Artifact Binary Provenance #
Control Code: KBC2
TLDR: Every software running in a production system has known provenance
Rationale: High security environment require a tamper-proof identity scheme. The use of Content Addressable Storage mechanisms ensures that if software changes it will have a different identity.
Background #
To define software identity, you use the cryptographic hash of the software itself. We use the SHA256 digest of the sofware binary.

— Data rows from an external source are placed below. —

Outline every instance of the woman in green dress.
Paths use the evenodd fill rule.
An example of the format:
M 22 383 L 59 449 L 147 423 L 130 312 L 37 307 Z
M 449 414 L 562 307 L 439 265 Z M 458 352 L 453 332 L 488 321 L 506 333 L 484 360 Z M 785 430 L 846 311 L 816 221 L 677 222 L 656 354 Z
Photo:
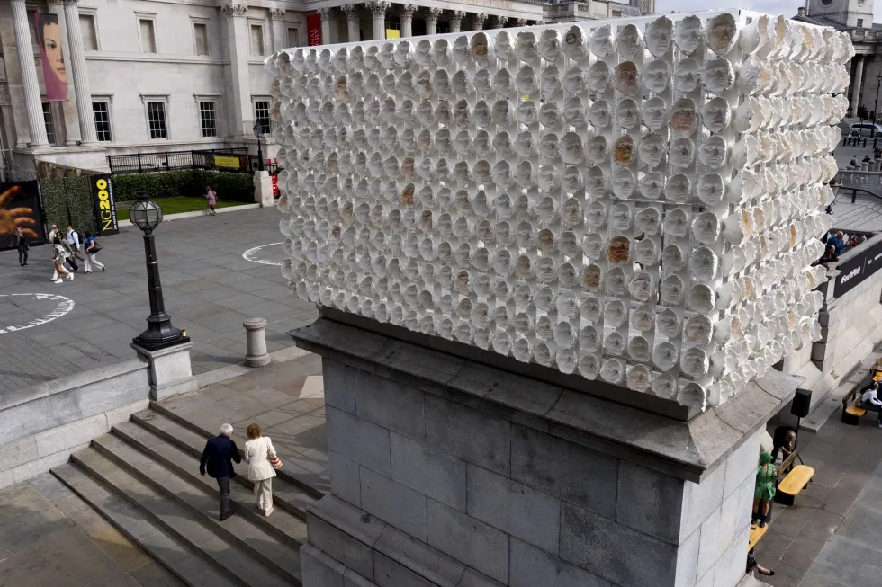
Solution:
M 774 458 L 768 452 L 760 454 L 760 466 L 756 470 L 756 489 L 753 490 L 753 518 L 751 525 L 760 521 L 760 528 L 765 528 L 769 516 L 769 500 L 775 497 L 777 479 Z

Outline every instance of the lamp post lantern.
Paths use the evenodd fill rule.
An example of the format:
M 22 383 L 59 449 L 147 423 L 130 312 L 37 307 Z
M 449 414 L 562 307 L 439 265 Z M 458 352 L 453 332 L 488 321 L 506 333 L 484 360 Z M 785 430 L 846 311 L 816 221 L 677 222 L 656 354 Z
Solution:
M 879 88 L 882 88 L 882 74 L 876 78 L 876 102 L 874 102 L 873 110 L 873 138 L 876 138 L 876 121 L 879 118 Z
M 150 194 L 142 191 L 138 200 L 129 209 L 131 223 L 144 232 L 144 253 L 147 257 L 147 283 L 150 293 L 150 316 L 147 319 L 147 330 L 133 339 L 133 342 L 148 351 L 158 351 L 180 342 L 187 342 L 190 338 L 185 332 L 172 325 L 171 317 L 166 314 L 166 304 L 162 298 L 162 284 L 159 282 L 159 261 L 157 259 L 157 245 L 153 231 L 162 222 L 162 209 Z
M 264 136 L 264 125 L 260 120 L 255 120 L 254 138 L 257 139 L 257 171 L 264 170 L 264 152 L 260 150 L 260 138 Z

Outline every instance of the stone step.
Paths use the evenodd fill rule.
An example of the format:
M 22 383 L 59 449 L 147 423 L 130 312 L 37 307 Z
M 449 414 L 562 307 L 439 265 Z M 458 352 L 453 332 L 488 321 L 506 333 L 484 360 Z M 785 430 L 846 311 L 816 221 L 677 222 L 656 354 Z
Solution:
M 131 422 L 126 423 L 129 428 L 134 429 L 131 431 L 136 435 L 138 431 L 143 435 L 149 434 Z M 192 476 L 178 476 L 165 463 L 157 462 L 130 445 L 127 442 L 129 438 L 131 437 L 120 434 L 114 427 L 112 434 L 94 439 L 92 446 L 127 473 L 159 492 L 165 498 L 175 500 L 189 508 L 202 523 L 208 522 L 209 529 L 228 542 L 236 544 L 274 568 L 276 573 L 287 576 L 289 580 L 299 580 L 300 561 L 297 549 L 306 542 L 306 524 L 302 520 L 284 510 L 276 510 L 268 518 L 264 516 L 252 505 L 251 494 L 246 492 L 241 485 L 230 483 L 230 497 L 233 498 L 234 494 L 237 494 L 238 498 L 231 505 L 238 515 L 221 522 L 218 519 L 220 491 L 217 490 L 214 479 L 198 474 L 195 477 L 199 481 L 191 478 Z M 205 491 L 209 488 L 206 487 L 208 483 L 214 485 L 213 495 Z
M 187 587 L 238 587 L 238 583 L 220 573 L 194 549 L 173 538 L 148 515 L 73 463 L 56 467 L 52 475 Z
M 158 402 L 151 401 L 150 409 L 154 410 L 155 412 L 158 412 L 159 414 L 166 416 L 166 418 L 176 422 L 181 426 L 184 426 L 184 428 L 187 428 L 192 431 L 195 432 L 196 434 L 202 436 L 203 439 L 202 440 L 203 446 L 204 446 L 205 440 L 217 434 L 217 431 L 206 430 L 202 426 L 200 426 L 199 424 L 190 422 L 186 418 L 181 416 L 180 414 L 176 414 L 172 410 L 167 409 Z M 239 452 L 242 452 L 242 446 L 244 446 L 244 437 L 242 436 L 241 433 L 234 433 L 233 436 L 234 436 L 233 440 L 237 441 L 237 445 L 239 447 Z M 327 467 L 324 466 L 320 467 L 320 468 L 322 469 L 320 474 L 310 474 L 310 475 L 301 475 L 299 473 L 292 474 L 292 469 L 314 471 L 317 468 L 317 465 L 314 462 L 310 462 L 310 463 L 302 463 L 303 467 L 296 467 L 296 465 L 298 464 L 297 455 L 287 453 L 281 447 L 277 447 L 277 449 L 279 451 L 279 458 L 282 458 L 283 461 L 282 468 L 276 472 L 278 477 L 281 477 L 282 479 L 284 479 L 288 483 L 296 485 L 297 487 L 305 491 L 308 494 L 311 495 L 316 500 L 320 500 L 322 497 L 324 497 L 325 493 L 320 489 L 316 488 L 315 485 L 311 483 L 311 481 L 313 481 L 317 476 L 327 477 L 328 476 Z M 200 449 L 200 453 L 201 452 L 202 452 L 202 449 Z M 288 463 L 288 465 L 286 466 L 285 463 Z M 325 485 L 327 485 L 328 484 L 326 483 Z
M 93 440 L 93 443 L 96 440 L 98 439 Z M 122 440 L 118 439 L 117 440 L 122 443 Z M 254 556 L 254 548 L 246 550 L 240 547 L 241 541 L 231 543 L 225 540 L 224 529 L 220 528 L 221 522 L 215 521 L 212 524 L 205 516 L 194 512 L 179 501 L 169 499 L 167 495 L 142 483 L 128 470 L 118 467 L 95 448 L 89 447 L 76 452 L 70 458 L 78 467 L 107 489 L 138 506 L 148 515 L 148 519 L 152 523 L 158 525 L 176 541 L 195 551 L 204 561 L 222 572 L 236 584 L 242 587 L 283 587 L 291 584 L 300 587 L 302 584 L 299 577 L 292 579 L 288 574 L 284 576 L 277 574 L 271 567 L 265 565 L 261 560 Z M 157 468 L 162 467 L 157 466 Z M 157 470 L 151 469 L 149 472 L 156 473 Z M 172 480 L 168 477 L 174 476 L 167 471 L 166 475 L 167 477 L 163 477 L 161 482 L 171 483 Z M 214 515 L 217 516 L 217 513 L 215 512 Z M 217 520 L 217 518 L 214 520 Z M 233 516 L 222 524 L 227 524 L 232 520 L 245 521 L 241 516 Z M 254 529 L 257 530 L 257 529 Z M 226 533 L 229 535 L 230 531 Z M 264 536 L 266 538 L 259 545 L 256 545 L 262 550 L 266 548 L 267 542 L 272 541 L 266 533 Z M 296 551 L 290 549 L 289 552 L 294 561 L 293 564 L 299 566 Z
M 116 427 L 121 435 L 125 437 L 130 433 L 134 434 L 130 442 L 138 445 L 139 449 L 147 452 L 158 460 L 161 460 L 166 467 L 174 468 L 178 475 L 192 476 L 193 480 L 204 482 L 212 491 L 217 493 L 217 484 L 214 483 L 213 479 L 209 478 L 205 482 L 198 475 L 199 459 L 202 457 L 202 449 L 205 448 L 204 436 L 182 426 L 175 420 L 166 418 L 154 410 L 145 410 L 133 414 L 131 422 L 126 422 L 126 424 L 130 423 L 137 424 L 148 431 L 149 434 L 165 440 L 165 442 L 158 442 L 149 437 L 143 437 L 142 439 L 137 434 L 137 431 L 130 431 L 128 425 Z M 127 440 L 129 439 L 127 438 Z M 182 457 L 185 458 L 182 458 Z M 238 467 L 241 470 L 242 475 L 237 476 L 236 481 L 244 485 L 248 492 L 252 492 L 254 483 L 248 479 L 248 475 L 245 475 L 248 470 L 246 467 L 247 466 L 244 464 Z M 235 491 L 232 485 L 230 490 Z M 273 501 L 278 503 L 277 507 L 284 508 L 301 520 L 306 520 L 306 508 L 315 503 L 316 498 L 311 493 L 307 493 L 284 477 L 276 476 L 273 479 Z M 242 503 L 247 503 L 248 501 L 243 500 Z

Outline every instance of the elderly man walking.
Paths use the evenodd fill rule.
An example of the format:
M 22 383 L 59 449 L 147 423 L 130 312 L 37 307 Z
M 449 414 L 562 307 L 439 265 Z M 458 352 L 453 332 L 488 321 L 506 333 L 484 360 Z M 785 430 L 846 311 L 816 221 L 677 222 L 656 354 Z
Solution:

This means that if a single byte in the software changes it will have a different identity. This ensures we can’t qualify one software artifact and deploy a different one. It also allows us to create a provable chain of custody from commit to build to production.
What evidence to record #
- The SHA256 of the artifact (docker image, zip file, …)
- A human readable name
- The git commit that produced it
- The git repository state (clean, unstaged files, …)
- A url to the build log
- The build environment information
- The software bill of materials
Alternative identification of artifacts #
It can be helpful to use human-friendly identites in CI displays, filenames, and docker image tags. Some examples could be semver, or git source commits.
These are very useful ways for humans to navigate identity through version control and CI systems. However, since they are fallible, they cannot be used to identify software in the security and compliance areas.
Use labels for humans and SHAs for machines.
How we implement this control #
We use Kosli to record every official build in our CI system. The audit trails for our binary provenance can be found here: https://app.kosli.com/kosli/flows/